In concert with other emerging-market countries, the Indonesian economy underwent a bit of volatility after the election of Donald Trump as the new President of the United States. However, in the Indonesian context, volatility was also influenced by internal politics after the November 4, 2016 demonstration. The combination of both drove the markets, leaving the exchange rate weaker and the stock market lower.

The surprise victory of Donald Trump in the US Presidential election shocked every corner of the world. Many statements made by Trump during his campaign, such as the unwinding of existing trade agreements, as well as other protectionist sentiments, caused the world to prepare for the worst. However, his fiscal plan, to cut income taxes as well as boost infrastructure development, prompted the market to react to the possibility of increasing bond yields in the US, which led to massive capital outflows from other countries back to the US market. That event led to the weakening of exchange rates against the dollar, including the Indonesian exchange rate.

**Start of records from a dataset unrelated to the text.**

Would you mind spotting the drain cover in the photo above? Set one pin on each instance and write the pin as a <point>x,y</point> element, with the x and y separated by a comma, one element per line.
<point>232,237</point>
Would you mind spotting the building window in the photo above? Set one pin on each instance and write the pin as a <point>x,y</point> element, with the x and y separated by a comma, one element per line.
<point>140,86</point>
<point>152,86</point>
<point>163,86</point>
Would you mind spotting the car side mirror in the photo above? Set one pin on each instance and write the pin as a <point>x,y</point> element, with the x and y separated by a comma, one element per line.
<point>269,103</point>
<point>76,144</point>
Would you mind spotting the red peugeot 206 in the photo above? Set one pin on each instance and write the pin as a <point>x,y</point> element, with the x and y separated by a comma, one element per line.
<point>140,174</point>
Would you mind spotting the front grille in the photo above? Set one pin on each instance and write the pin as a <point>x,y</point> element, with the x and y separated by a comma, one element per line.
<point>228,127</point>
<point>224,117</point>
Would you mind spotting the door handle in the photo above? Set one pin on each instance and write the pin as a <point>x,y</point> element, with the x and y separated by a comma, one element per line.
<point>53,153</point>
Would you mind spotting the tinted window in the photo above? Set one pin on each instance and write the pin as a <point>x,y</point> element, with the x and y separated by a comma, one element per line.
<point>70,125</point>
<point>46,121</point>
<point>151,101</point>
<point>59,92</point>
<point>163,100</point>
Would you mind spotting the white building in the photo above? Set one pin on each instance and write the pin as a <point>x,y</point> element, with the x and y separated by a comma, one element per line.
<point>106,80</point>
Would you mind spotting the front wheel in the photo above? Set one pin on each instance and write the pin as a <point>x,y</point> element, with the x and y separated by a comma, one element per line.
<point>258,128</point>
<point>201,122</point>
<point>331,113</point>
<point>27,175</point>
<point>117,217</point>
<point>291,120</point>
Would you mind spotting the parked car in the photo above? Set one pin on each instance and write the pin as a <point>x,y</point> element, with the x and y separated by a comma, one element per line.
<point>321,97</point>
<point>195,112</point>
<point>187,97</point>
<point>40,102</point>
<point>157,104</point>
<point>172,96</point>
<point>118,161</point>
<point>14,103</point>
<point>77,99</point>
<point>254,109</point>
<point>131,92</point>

My own view on this is slightly different. I believe that Donald Trump has been clever in using such rhetoric in his campaign to win the hearts of the majority of the people. However, after winning the election, he let Mike Pence lead the transition team as well as prepare a strong team for his Cabinet. With that effort, there is a strong probability that he will back away from his campaign statements and become more rational in preparing policy in the upcoming term.

In the midst of this situation, the Central Board of Statistics released the national accounts data, which revealed that the economy in Q3 was softer than expected. At the same time, the Central Bank also released the Q3 balance of payments report, which showed a smaller deficit in the current account. The lower GDP growth in Q3 was primarily driven by the lower amount of government injections because of the budget cuts made by the new Finance Minister.

The Central Board of Statistics also released the report on the October 2016 trade balance, which registered another surplus for the month. That surplus was primarily due to higher export performance while imports stagnated.

In addition, the Central Board of Statistics released the inflation report, which showed relatively mild inflation of 0.14% for October 2016. With that performance, year-over-year inflation stood at 3.31%. Such benign inflation led the Central Bank to keep the benchmark interest rate constant at 4.75%.